A new bat in hand, Moustakas placed his feet inside the batter’s box. He wiped his face with each twirl of the bat. He fouled off two more pitches. The ninth offering of the encounter was a 94-mph fastball that nicked the outer edge of the zone. It met Moustakas’ liking, so he lined it into left field for an RBI single, his third hit of the game, to raise his team’s lead to two and ignite a three-run insurance rally.

After Moustakas plated outfielder Jarrod Dyson, Kendrys Morales cracked a groundball that former Royal Mike Aviles played into a run-scoring error. Alex Gordon provided an RBI single, his second hit of the night, having already allowed his team to reclaim the lead with an RBI double in the sixth.

The flurry allowed the Royals (13-6) to breathe easier during the final three frames. Jason Vargas gave up two runs but only lasted five innings. Manager Ned Yost opted for Ryan Madson and Franklin Morales for the next two before he turned to his usual combination of Kelvin Herrera and Wade Davis for the final six outs.

Kansas City issued a statement after a chaotic, unsuccessful series against the White Sox. The club snapped a losing streak at a mere two games as the offense came alive and Moustakas continued his torrid April. In the past six games, Moustakas has delivered a trio of three-hit games. In all of 2014, he completed only a pair of three-hit games.

After a frigid weekend in Chicago, another miserable evening of weather awaited the Royals. The temperature at first pitch was 44 degrees – and that was with the sun shining during a 6:10 p.m. start. Rookie Paulo Orlando before the game pointed to a row of heaters lining the dugout roof, a welcome addition after the more primitive accommodations at U.S. Cellular Field.

“I like this,” Orlando said as he wended his way through a small group of reporters.
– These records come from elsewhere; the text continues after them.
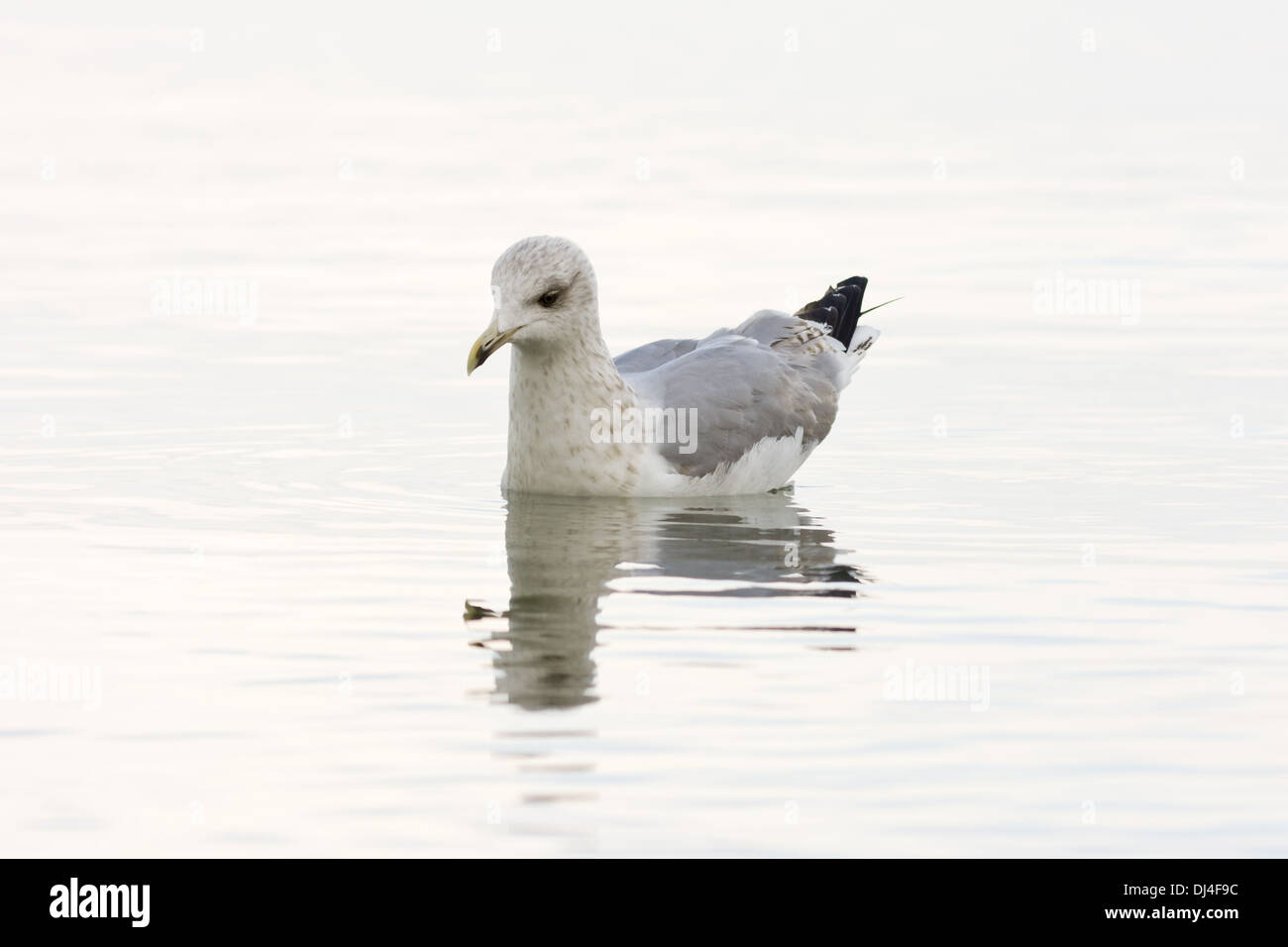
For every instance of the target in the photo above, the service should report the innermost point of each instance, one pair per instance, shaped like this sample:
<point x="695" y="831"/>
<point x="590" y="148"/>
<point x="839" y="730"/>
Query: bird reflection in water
<point x="563" y="553"/>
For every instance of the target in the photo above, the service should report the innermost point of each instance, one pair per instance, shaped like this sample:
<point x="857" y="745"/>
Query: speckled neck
<point x="553" y="392"/>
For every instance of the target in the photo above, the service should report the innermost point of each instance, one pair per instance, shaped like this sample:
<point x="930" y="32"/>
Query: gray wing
<point x="771" y="376"/>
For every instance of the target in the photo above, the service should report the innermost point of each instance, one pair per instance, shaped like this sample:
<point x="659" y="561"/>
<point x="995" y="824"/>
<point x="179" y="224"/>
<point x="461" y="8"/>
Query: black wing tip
<point x="838" y="308"/>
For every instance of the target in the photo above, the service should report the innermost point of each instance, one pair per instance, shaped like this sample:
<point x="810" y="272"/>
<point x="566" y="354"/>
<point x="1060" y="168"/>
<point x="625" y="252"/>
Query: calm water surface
<point x="1026" y="599"/>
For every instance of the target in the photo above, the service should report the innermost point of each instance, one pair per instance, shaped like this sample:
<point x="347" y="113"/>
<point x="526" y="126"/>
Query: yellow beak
<point x="485" y="344"/>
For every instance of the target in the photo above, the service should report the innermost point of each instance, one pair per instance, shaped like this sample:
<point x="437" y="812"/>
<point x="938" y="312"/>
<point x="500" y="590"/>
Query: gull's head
<point x="544" y="294"/>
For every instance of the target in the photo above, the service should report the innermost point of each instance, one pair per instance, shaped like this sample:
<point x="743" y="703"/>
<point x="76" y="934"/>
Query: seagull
<point x="734" y="412"/>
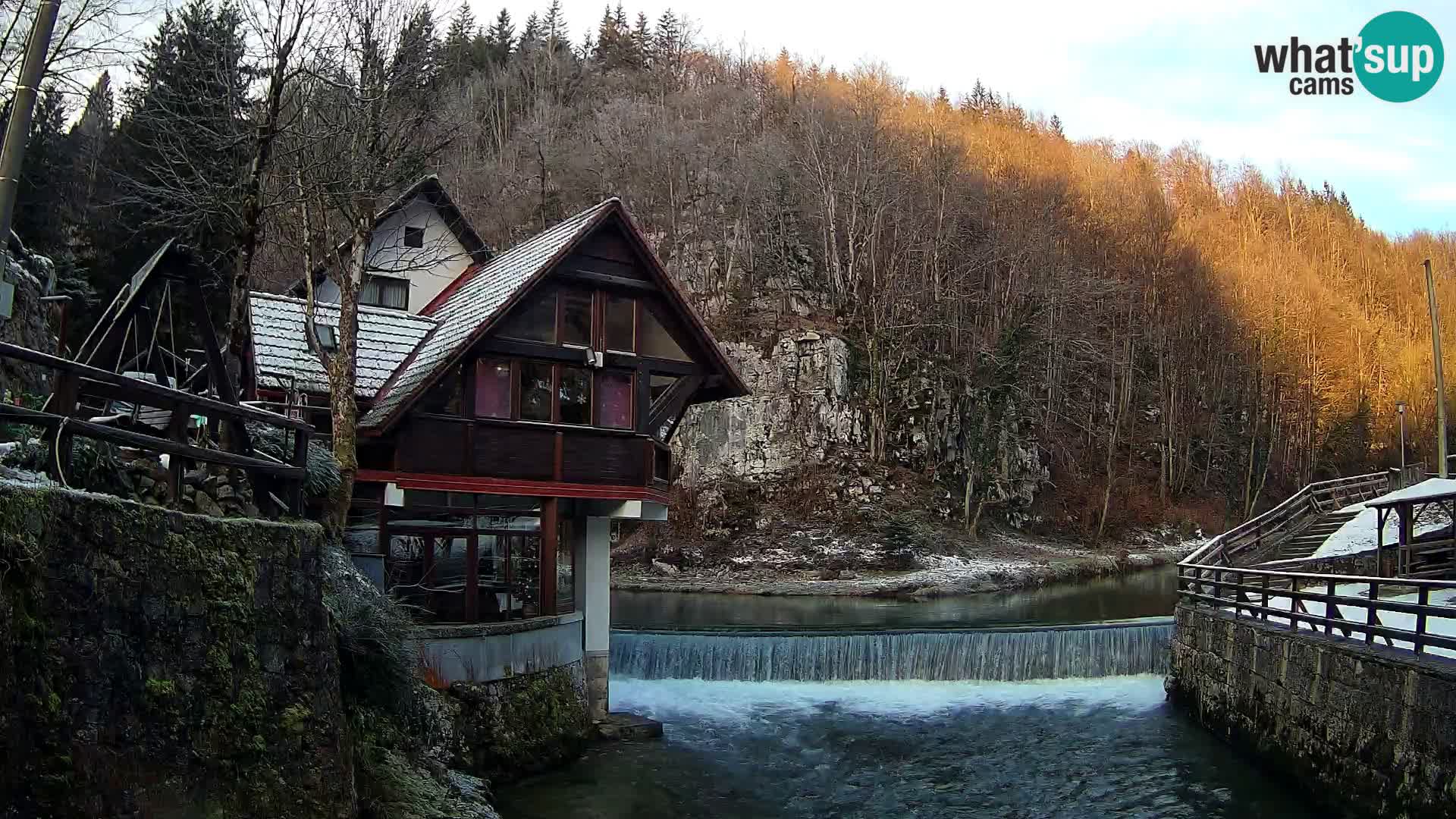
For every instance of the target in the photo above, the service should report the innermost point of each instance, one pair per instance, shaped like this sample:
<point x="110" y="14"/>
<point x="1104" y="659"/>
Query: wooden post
<point x="64" y="403"/>
<point x="1370" y="617"/>
<point x="1440" y="379"/>
<point x="1423" y="599"/>
<point x="177" y="430"/>
<point x="472" y="579"/>
<point x="300" y="458"/>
“Just like Sao Paulo, huh?” one of the team’s broadcasters asked.

“No, no,” Orlando smiled.

If the weather was not forgiving, neither was Kansas City’s opponent. A series packed with imposing pitching matchups began with Kluber, the reigning American League Cy Young Award winner. Kluber dominated the Royals as he transformed into a star last season. In 31 innings against him, Kansas City managed only four earned runs.
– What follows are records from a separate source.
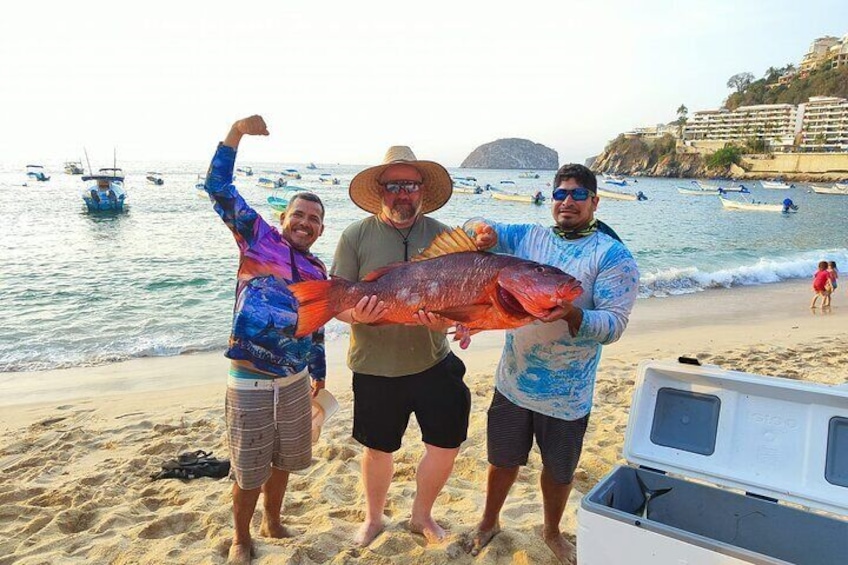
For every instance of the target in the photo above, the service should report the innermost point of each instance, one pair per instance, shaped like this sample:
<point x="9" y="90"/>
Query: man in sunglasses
<point x="397" y="369"/>
<point x="546" y="375"/>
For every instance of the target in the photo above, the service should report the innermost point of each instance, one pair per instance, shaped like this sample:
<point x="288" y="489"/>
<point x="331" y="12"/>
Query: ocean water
<point x="78" y="289"/>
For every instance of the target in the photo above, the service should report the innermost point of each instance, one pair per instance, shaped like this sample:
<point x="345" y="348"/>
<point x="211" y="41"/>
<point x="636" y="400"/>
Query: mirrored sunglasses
<point x="408" y="186"/>
<point x="578" y="194"/>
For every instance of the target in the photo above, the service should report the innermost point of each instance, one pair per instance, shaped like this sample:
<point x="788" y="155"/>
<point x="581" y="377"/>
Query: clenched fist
<point x="254" y="125"/>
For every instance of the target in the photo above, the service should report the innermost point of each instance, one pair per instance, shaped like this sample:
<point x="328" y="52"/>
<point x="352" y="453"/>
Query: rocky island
<point x="512" y="153"/>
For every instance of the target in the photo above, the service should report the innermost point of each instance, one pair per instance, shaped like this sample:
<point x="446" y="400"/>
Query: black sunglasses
<point x="578" y="194"/>
<point x="409" y="186"/>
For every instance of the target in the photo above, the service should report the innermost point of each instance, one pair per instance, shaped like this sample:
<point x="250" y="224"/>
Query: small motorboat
<point x="616" y="195"/>
<point x="751" y="205"/>
<point x="264" y="182"/>
<point x="776" y="185"/>
<point x="537" y="198"/>
<point x="74" y="167"/>
<point x="838" y="189"/>
<point x="280" y="202"/>
<point x="726" y="188"/>
<point x="36" y="172"/>
<point x="697" y="191"/>
<point x="327" y="178"/>
<point x="108" y="194"/>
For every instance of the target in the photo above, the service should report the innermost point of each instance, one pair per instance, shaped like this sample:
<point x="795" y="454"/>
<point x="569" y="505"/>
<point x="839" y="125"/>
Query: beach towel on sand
<point x="193" y="465"/>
Kluber relies upon the mixture of his two-seam fastball and an 88-mph cutter that exhibits the exaggerated movement of a slider. Manager Ned Yost credited improved command as the source of Kluber’s excellence. “I mean, just painted on the inside corner, outside corner, up and in, at will,” Yost said. “

One of the few Royals with a sizable history of success against Kluber is Moustakas. He entered the day with a .381 batting average and a 1.149 on-base plus slugging percentage. Moustakas rolled a single past a vacated third base in his first at-bat, and did himself one base better in his second.

Moustakas came to the plate with his team already ahead. In the inning prior, Salvador Perez smacked a double and Omar Infante chopped a grounder toward shortstop Jose Ramirez. The Indians feature one of the game’s worst defenses. The baseball rolled up Ramirez’s glove and into the outfield. Perez scored the game’s first run.
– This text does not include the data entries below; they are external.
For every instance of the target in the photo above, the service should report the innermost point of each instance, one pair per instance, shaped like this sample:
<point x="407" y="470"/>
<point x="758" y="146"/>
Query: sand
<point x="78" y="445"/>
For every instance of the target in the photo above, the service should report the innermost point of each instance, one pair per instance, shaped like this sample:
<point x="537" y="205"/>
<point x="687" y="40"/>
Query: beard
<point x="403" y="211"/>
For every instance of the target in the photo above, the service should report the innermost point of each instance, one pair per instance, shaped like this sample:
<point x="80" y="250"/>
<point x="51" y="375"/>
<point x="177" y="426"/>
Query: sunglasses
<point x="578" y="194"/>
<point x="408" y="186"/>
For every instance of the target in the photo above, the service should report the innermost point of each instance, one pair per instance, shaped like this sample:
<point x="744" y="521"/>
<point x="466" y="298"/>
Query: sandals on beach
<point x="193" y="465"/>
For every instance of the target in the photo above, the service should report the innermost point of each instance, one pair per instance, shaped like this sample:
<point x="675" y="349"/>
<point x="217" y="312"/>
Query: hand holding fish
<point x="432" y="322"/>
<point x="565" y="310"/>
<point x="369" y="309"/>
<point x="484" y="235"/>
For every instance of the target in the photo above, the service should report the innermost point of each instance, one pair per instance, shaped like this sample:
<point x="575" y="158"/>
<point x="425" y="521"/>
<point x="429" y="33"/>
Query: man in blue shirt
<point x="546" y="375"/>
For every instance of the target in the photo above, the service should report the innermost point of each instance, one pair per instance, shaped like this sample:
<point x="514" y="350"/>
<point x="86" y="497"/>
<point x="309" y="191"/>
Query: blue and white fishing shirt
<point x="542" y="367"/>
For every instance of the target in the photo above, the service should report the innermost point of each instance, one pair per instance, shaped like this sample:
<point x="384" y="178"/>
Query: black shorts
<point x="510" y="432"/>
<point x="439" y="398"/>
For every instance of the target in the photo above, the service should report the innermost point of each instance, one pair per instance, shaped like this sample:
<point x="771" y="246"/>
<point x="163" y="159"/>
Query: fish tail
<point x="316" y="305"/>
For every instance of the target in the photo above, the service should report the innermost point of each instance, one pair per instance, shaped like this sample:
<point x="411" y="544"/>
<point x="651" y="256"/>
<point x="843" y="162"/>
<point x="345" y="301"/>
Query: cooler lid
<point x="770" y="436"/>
Now Moustakas sliced a 94-mph sinker into the left-center gap for an opposite-field double. Two batters later, Kluber left a first-pitch cutter over the middle for Eric Hosmer. He punched a single into center to plate Moustakas.

The two-run lead never appeared safe. Vargas walked five batters through the game’s first four innings. He managed to avoid damage thanks, in part, to advantageous positioning by his defenders.

In the fifth, Cleveland guaranteed the Royals would not defend their pitcher. Jason Kipnis lashed a fastball off the top of the right-field wall. Jarrod Dyson fielded the ball after its carom and limited Kipnis to a single. Vargas segued into a six-pitch dalliance with former Royal Mike Aviles. With the count full, Aviles tied the game when he smoked a line-drive homer over the fence in left.

But the Royals kept swinging. Gordon doubled home a run in the sixth. An inning later, Moustakas refused to give in, and Kansas City salted away the victory.